The real problem is that governments created a special class of armed enforcers to serve the requirements of politicians and that they then turned those enforcers loose to brutalize anybody they wish without personal consequences to either the officers themselves or their direct political bosses.

That they then armed their enforcers with surplus military weapons, entitled attitudes, and a belief that the rest of us are their enemies is secondary. That these enforcers are increasingly encouraged to see all firearms and all people carrying them as a special kind of enemy, to be slaughtered on sight without any evaluation or judgment of the situation — or any mercy — is a terrible, terrible, ominous and dangerous thing. But even that is secondary to the real problem: that police serve government, not citizens, and that citizens have no way to hold brutes personally responsible for their brutality.

Bottom line: By definition, more government equals more force. And less individual accountability.

Unfortunately, the current sudden outcry against police tyranny won’t change anything. Cosmetic reforms will be passed. They will accomplish little. A few individual officers might actually face a few consequences, perhaps in highly publicized federal civil rights cases. (That happened in the Rodney King case and have you seen any improvement in policing or police officers since then?)

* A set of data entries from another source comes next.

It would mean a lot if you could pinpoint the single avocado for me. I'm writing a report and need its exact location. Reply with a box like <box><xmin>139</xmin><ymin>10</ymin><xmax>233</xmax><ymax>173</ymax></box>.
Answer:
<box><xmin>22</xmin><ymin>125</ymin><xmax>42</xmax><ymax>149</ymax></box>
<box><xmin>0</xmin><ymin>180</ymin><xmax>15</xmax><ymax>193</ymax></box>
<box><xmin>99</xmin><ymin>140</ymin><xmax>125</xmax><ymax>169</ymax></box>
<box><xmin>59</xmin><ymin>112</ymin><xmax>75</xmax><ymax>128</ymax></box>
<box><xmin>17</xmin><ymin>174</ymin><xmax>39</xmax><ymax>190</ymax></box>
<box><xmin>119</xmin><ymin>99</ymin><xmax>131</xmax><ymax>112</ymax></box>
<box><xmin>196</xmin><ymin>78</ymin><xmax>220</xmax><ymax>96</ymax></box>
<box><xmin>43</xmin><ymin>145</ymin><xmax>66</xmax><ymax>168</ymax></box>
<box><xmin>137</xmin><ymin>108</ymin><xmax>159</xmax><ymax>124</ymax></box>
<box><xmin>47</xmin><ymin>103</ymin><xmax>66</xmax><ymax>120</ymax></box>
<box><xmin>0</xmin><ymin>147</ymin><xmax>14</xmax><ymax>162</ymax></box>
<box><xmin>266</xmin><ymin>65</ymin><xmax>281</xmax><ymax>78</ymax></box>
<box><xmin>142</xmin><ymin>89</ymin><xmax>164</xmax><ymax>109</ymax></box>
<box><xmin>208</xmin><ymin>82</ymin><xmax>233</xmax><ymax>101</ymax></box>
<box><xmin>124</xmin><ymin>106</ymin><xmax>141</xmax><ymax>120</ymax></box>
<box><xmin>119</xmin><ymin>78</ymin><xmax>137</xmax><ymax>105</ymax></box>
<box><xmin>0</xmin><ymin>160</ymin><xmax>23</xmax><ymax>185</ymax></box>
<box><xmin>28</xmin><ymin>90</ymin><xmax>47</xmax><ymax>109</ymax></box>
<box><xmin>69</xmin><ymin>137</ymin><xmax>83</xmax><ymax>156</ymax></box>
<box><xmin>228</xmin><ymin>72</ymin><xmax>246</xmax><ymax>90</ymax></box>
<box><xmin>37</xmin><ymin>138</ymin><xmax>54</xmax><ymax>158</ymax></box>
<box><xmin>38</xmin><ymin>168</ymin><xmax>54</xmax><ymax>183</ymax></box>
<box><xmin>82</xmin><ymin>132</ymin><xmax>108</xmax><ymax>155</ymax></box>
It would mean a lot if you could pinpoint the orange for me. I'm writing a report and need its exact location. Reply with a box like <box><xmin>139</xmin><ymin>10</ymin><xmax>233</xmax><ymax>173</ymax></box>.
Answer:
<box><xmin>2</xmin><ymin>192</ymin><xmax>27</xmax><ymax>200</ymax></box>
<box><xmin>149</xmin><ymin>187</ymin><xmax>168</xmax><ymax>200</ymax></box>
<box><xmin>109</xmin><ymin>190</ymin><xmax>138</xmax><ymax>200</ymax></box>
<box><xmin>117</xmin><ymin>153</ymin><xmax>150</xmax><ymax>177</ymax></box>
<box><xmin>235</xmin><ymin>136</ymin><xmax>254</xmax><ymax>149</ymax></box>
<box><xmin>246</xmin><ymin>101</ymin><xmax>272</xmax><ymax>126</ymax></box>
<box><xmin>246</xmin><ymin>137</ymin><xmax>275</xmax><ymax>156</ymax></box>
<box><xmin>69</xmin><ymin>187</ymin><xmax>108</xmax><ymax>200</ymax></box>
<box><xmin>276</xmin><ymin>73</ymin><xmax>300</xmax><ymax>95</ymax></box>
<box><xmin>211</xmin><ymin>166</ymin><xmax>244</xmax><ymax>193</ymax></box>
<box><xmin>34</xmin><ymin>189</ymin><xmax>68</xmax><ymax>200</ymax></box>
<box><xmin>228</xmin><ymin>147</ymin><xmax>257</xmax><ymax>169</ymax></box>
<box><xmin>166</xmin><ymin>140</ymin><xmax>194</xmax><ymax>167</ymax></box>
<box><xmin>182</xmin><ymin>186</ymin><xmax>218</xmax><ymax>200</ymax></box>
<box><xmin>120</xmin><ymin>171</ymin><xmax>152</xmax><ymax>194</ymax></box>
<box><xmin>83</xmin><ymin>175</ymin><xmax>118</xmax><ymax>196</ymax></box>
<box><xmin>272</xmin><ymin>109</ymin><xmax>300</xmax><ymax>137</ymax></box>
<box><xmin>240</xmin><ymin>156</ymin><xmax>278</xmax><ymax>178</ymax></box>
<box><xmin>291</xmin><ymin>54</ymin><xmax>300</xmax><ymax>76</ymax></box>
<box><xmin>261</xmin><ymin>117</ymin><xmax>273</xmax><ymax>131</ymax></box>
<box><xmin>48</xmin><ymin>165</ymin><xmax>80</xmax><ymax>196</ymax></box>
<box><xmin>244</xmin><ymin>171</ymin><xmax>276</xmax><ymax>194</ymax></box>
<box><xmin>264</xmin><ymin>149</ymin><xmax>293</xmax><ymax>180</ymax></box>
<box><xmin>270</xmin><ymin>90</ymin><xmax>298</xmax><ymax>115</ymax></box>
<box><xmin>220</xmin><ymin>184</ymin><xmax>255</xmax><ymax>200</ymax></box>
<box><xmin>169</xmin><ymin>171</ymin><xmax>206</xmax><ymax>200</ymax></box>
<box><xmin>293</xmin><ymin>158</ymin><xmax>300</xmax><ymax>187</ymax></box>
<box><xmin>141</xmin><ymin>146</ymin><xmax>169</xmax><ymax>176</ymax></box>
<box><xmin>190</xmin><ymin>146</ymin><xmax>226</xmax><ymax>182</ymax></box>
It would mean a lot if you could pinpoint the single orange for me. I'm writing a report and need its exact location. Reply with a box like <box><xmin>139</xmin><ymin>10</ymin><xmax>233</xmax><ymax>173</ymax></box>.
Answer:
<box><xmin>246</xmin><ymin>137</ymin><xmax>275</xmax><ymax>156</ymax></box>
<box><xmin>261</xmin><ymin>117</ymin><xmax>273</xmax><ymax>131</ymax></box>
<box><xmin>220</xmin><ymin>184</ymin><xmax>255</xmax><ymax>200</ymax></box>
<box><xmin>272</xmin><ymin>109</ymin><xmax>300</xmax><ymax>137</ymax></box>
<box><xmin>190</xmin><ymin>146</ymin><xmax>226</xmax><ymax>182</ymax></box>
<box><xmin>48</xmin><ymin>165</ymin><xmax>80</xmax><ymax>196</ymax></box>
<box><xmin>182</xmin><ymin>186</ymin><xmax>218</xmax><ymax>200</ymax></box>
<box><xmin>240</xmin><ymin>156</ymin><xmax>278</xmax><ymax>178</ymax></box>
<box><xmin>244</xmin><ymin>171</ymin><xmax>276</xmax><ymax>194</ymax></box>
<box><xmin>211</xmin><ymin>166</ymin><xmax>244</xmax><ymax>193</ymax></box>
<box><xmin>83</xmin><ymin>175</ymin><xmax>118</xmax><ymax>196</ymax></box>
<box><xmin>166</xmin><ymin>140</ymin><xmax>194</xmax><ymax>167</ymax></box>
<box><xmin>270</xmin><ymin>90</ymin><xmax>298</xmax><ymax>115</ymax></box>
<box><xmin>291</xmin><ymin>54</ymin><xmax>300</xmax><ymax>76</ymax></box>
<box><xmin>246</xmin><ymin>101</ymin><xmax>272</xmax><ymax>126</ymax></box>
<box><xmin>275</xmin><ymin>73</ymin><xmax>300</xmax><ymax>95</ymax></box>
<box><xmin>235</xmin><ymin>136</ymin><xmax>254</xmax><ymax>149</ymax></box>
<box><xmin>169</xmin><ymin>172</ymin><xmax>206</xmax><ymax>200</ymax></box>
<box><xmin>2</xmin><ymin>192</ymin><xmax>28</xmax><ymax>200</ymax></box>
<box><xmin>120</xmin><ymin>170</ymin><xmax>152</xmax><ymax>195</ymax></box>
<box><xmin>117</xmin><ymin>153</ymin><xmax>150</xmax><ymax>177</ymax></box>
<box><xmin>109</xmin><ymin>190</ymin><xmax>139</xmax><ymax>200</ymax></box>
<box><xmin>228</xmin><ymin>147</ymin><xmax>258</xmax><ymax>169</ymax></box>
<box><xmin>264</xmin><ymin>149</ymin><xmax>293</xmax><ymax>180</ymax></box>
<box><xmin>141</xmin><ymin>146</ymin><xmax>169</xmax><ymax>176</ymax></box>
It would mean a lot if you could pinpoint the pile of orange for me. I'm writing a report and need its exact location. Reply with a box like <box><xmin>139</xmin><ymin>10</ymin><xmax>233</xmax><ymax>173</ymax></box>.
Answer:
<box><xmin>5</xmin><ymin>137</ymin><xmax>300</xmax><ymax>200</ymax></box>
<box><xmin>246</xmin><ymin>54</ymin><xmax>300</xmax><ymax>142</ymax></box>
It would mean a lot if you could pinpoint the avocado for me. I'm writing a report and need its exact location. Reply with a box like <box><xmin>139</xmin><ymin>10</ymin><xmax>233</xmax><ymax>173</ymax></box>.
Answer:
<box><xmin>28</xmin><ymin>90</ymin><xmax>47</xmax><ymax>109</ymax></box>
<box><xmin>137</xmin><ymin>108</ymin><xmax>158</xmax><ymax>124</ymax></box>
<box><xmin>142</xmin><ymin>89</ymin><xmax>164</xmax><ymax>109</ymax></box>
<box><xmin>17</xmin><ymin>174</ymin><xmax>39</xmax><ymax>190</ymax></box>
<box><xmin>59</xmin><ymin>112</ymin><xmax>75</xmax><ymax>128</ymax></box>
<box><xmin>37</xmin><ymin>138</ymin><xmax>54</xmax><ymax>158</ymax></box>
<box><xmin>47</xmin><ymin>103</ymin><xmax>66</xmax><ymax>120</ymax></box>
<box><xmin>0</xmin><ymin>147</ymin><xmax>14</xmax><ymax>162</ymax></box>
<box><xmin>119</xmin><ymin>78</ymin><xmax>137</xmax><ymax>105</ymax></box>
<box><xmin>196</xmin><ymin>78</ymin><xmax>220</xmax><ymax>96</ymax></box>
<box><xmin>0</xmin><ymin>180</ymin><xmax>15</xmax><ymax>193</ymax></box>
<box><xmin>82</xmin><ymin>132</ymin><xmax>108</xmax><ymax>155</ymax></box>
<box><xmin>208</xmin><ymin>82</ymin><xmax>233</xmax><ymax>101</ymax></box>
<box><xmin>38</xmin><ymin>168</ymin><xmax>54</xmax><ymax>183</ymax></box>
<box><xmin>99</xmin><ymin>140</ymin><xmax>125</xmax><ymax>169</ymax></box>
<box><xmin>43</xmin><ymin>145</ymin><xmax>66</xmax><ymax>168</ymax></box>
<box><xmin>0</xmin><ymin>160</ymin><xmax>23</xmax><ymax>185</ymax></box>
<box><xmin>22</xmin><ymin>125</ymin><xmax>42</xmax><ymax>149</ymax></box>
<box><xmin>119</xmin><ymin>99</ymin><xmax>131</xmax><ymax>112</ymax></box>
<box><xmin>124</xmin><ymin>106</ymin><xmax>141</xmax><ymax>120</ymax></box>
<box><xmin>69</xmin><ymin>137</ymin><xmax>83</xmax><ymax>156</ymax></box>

Nothing substantial will change because the culture of immunity and impunity that rules both politics and policing will remain intact.

In fact, for gun owners, things will get worse. Police hatred and fear of guns (that is, your guns, my guns; of course not their own guns) will increase because politicians are encouraging it and the politicians are the masters. Always have been and always will be.

Non-minorities who live in fairly civilized places will continue to luck out. For a while. As official hoplophobia builds, even that bit of luck will run out.

“It stops here” is a brave declaration. In Garner’s case, it was a foolish declaration because he had no means of upholding it against the force of both trained thugs and the government that sent them.

But if those responsible for both being brutes and sending brutes among us aren’t held firmly and consistently to account for their deeds, someday citizens as weary and fed up as Eric Garner (but more organized, more powerful, and more ready) will say, “It stops here” and make that stick.